Let's suppose that the first race of the recordset—the 1600-meter race—is the current race and thus the current record of the Races recordset. Let's also suppose that a variable rsRaces refers to this recordset. Furthermore, let's suppose that it's your job to show this race together with all its entrants on an HTML page.

Setting up Visual Basic code for creating an HTML table with one row only, each column containing one piece of information on the race, is easy enough. Here's a code sample that does that:

strTableRace = "<TABLE><TR>" & _ "<TD>" & rsRaces!TrackId & "</TD>" & _ "<TD>" & rsRaces!Date & "</TD>" & _ "<TD>" & rsRaces!Race & "</TD>" & _ "<TD>" & rsRaces!Distance & "</TD>" & _ "<TD>" & rsRaces!TrackType & "</TD>" & _ "<TD>" & rsRaces!RaceClass & "</TD>" & _ "<TD>" & rsRaces!Prize & "</TD>" & _ "</TR></TABLE>"
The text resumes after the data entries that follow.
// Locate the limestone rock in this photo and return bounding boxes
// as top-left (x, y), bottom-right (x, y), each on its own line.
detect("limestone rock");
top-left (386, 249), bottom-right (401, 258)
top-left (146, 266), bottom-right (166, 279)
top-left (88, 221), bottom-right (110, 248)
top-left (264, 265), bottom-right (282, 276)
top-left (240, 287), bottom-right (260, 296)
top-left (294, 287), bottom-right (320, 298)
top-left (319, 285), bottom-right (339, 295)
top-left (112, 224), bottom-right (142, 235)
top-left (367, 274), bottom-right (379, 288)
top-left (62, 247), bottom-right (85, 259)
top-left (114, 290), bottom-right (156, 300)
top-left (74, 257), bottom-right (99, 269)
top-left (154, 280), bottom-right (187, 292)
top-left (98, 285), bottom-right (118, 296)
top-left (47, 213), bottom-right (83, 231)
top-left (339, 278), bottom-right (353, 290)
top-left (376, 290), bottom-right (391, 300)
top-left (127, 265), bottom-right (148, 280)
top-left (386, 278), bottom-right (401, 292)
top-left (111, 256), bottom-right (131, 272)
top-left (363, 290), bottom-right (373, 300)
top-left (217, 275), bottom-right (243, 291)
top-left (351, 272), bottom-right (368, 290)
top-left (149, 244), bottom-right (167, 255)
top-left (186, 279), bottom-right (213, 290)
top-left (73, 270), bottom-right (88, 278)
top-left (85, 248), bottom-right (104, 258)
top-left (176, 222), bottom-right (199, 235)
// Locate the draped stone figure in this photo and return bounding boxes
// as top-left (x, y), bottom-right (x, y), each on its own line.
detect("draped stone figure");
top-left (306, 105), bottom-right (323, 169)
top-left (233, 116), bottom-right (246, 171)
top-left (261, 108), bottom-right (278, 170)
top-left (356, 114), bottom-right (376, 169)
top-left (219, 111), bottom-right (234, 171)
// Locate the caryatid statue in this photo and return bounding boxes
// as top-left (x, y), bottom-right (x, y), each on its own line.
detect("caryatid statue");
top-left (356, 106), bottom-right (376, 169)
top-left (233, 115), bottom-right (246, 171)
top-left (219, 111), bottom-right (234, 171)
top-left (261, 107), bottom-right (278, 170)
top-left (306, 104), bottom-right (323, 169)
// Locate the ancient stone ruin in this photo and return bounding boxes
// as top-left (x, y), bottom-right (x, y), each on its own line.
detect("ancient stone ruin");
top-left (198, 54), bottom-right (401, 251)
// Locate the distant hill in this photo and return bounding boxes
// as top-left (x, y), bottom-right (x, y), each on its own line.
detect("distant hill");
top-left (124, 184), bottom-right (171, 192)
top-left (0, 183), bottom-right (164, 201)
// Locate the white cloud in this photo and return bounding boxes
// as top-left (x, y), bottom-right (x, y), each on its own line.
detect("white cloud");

It's just as easy to get the data for the entrants of the race. That information belongs to a recordset that's identified by the last field of the rsRaces recordset, the one that's called RaceEntrants in the preceding recordset specification. All you have to do is to save a reference to this recordset in a separate recordset variable. Here goes:

Dim rsEntrants As Recordset Set rsEntrants = rsRaces("RaceEntrants").Value

Then you can run through this recordset, creating one HTML table row for each record and one HTML table cell for each field to display:

strTableEntrants = "<TABLE>" While Not rsEntrants.EOF strTableEntrants = strTableEntrants & "<TR>" & _ "<TD>" & rsEntrants!FinishPlace & "</TD>" & _ "<TD>" & rsEntrants!HorseName & "</TD>" & _ "<TD>" & rsEntrants!Weight & "</TD>" & _ "<TD>" & rsEntrants!Jockey & "</TD>" & _ "</TR>" rsEntrants.MoveNext Wend strTableEntrants = strTableEntrants & "</TABLE>"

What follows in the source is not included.